Seigi stared at him, then started laughing. It felt like water on a burn. "Fine. Let's go rescue Snowball."

They canvassed the quiet rabbit-warren of alleys and balconies behind a row of apartments until Seigi found the cat two buildings over, perfectly content, sprawled like a prince in a laundry basket. The alleged abductor, an elderly man in slippers, insisted Snowball had simply "chosen truth." Ten minutes of mediation, a signed agreement about planter placement, and the cat ambled home, indifferent to their diplomacy.

"Big win," Renji said, straight-faced as they trudged back. "Tokyo sleeps safer."

"It's nice," Seigi admitted, surprised to mean it. "To fix a thing that wants to be fixed."

Renji angled him a look. "You've been… different."

"How so."

"Like you're listening to music no one else can hear." Renji's mouth twitched. "You're not doing hard drugs, are you? Because I need to revise my retirement plan if so."

Seigi snorted. "I'm still me."

Renji's phone buzzed. He glanced at it too long for a nothing message; his jaw set, then relaxed by force. "Gotta make a call. Two minutes." He slipped away toward the stairwell, voice casual for anyone listening and tight for anyone who knew him.

Seigi watched the glass door swing shut and wondered which world he was in at that moment. Then he turned as Sato's shadow fell over his desk.

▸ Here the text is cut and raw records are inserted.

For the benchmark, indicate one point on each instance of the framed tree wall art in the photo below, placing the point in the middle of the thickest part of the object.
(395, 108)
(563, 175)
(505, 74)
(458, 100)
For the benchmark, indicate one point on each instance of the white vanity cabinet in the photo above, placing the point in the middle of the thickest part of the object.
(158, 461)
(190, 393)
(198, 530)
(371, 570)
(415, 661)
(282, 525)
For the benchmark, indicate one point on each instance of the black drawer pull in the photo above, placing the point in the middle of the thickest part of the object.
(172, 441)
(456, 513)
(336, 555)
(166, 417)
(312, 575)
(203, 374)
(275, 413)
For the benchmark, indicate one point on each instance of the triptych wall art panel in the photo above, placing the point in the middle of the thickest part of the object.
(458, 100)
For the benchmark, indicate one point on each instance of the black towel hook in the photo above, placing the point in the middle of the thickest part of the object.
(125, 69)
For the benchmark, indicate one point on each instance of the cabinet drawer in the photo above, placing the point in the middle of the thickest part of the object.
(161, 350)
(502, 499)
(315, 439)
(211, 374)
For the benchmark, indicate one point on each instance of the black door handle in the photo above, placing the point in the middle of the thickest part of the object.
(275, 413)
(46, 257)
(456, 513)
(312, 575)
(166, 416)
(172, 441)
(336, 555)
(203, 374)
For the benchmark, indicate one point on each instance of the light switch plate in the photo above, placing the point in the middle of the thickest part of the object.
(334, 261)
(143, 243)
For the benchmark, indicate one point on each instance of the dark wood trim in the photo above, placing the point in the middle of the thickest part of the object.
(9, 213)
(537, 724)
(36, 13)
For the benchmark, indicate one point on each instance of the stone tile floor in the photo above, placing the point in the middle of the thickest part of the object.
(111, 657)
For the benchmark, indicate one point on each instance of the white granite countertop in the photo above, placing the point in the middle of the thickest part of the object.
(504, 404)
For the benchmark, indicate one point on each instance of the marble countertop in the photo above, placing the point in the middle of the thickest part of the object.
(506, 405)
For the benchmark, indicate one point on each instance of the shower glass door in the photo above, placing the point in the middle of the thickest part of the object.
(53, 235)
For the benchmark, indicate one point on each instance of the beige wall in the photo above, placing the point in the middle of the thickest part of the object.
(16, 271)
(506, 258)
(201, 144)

"You finish writing the report on yesterday's domestic disturbance," Sato said, not waiting for hello.

"Almost," Seigi lied.

"Finish it," Sato said. "Then you can get back to stargazing." He lowered himself into the spare chair with old knees and a cigarette he wasn't lighting. "Take a walk when you're done."

They took a loop around the block in the thin noon sun. Delivery bikes skated between taxis. A woman scolded a small boy for weaponizing pigeons with bread. Sato pointed with his chin at a ramen shop and they went in.

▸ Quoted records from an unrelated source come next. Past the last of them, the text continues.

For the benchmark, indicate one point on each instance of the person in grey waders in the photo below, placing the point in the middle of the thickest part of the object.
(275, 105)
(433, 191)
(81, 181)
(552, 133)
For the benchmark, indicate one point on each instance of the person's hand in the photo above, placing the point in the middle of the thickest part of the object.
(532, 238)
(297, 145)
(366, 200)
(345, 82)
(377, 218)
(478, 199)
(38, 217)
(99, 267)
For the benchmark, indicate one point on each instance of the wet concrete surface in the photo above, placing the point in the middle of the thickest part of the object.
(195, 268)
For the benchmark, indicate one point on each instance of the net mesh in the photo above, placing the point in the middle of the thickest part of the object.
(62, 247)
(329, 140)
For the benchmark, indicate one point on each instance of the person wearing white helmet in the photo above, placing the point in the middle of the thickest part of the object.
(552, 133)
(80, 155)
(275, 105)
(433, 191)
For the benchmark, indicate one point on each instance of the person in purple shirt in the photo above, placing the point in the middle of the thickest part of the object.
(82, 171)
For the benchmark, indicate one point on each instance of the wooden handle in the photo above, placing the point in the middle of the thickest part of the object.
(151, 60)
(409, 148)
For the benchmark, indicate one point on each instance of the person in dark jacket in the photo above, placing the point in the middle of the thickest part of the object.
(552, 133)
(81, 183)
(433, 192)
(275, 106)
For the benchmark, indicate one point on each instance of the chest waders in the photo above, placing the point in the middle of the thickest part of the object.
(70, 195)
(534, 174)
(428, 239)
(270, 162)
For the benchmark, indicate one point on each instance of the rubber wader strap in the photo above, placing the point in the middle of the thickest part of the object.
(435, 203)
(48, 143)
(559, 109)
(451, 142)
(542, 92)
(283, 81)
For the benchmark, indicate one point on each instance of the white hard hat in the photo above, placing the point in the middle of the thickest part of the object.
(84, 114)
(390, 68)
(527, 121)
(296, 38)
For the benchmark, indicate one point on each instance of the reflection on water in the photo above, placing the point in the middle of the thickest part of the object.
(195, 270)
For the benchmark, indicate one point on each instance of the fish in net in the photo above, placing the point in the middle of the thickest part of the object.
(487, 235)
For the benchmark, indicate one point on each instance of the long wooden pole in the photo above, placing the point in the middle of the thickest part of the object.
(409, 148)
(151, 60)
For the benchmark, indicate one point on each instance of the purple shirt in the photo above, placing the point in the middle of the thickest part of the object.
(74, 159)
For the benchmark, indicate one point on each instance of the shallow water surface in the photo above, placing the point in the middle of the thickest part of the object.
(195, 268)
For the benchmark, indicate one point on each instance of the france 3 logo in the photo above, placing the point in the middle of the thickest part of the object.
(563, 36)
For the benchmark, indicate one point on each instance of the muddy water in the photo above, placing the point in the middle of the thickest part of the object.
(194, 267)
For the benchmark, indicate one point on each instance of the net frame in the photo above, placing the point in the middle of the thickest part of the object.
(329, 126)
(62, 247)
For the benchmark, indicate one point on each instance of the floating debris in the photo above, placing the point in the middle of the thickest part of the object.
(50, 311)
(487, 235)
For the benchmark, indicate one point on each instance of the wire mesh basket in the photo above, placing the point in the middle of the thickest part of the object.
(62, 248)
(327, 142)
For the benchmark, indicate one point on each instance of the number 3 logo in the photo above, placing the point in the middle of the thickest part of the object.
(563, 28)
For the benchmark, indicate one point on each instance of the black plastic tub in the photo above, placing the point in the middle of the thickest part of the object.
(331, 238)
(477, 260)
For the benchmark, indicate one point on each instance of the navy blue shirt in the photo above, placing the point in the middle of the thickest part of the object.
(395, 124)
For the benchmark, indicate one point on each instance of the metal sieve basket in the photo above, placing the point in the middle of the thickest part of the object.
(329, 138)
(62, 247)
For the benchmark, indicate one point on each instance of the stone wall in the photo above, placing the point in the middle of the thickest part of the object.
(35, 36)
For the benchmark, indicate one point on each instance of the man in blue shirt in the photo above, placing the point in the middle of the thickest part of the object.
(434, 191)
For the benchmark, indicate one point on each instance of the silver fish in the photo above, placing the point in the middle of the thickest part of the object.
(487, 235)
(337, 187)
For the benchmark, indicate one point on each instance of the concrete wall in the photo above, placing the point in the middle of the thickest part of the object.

"War stories?" Seigi asked once the broth steamed the glasses of the world and loosened his throat.

"You sure? War stories make young men heroic and old men insufferable." Sato tapped chopsticks on the bowl. "Had a case once — guy claimed his apartment was haunted. Pots moving. Doors slamming. Neighbours heard screams. We set up overnight. Turned out his ex-wife had a key to the crawlspace and a grudge against cookware."

Seigi grinned into his noodles.

"Another time," Sato went on, "a robber crawled through the bottom panel of a vending machine to steal cash. Got stuck. We found him singing to keep his courage up, half his butt hanging out next to the lemon tea slot." Sato shook his head, smile worn but present. "Point is: half of what scares people is a draft and a loose hinge. The other half is worse because it looks like a draft and a loose hinge."

"Which half am I chasing?" Seigi asked before he could stop himself.

Sato's gaze slid to him. He didn't answer. He didn't have to.

Back in the bullpen, Seigi found a pale yellow sticky note on the corner of his monitor in a precise, neat hand.

 Bone density at impact sites suggests vector bias. Stop overcommitting to your right-hand lead.

PS: buy new tape for evidence bags. The cheap stuff peels. — H

He felt the corner of his mouth lift without permission.

He saw Hana an hour later in the hallway outside the lab, her hair pinned up, mask tucked under her chin. She nodded once, business-like, but her eyes softened a fraction.

"Your report from the warehouse," she said, handing him a folder that didn't need to be handed. "A few photographs didn't upload properly. Try again."

He opened it. Between crime-scene shots lay a single slip of paper the size of his palm.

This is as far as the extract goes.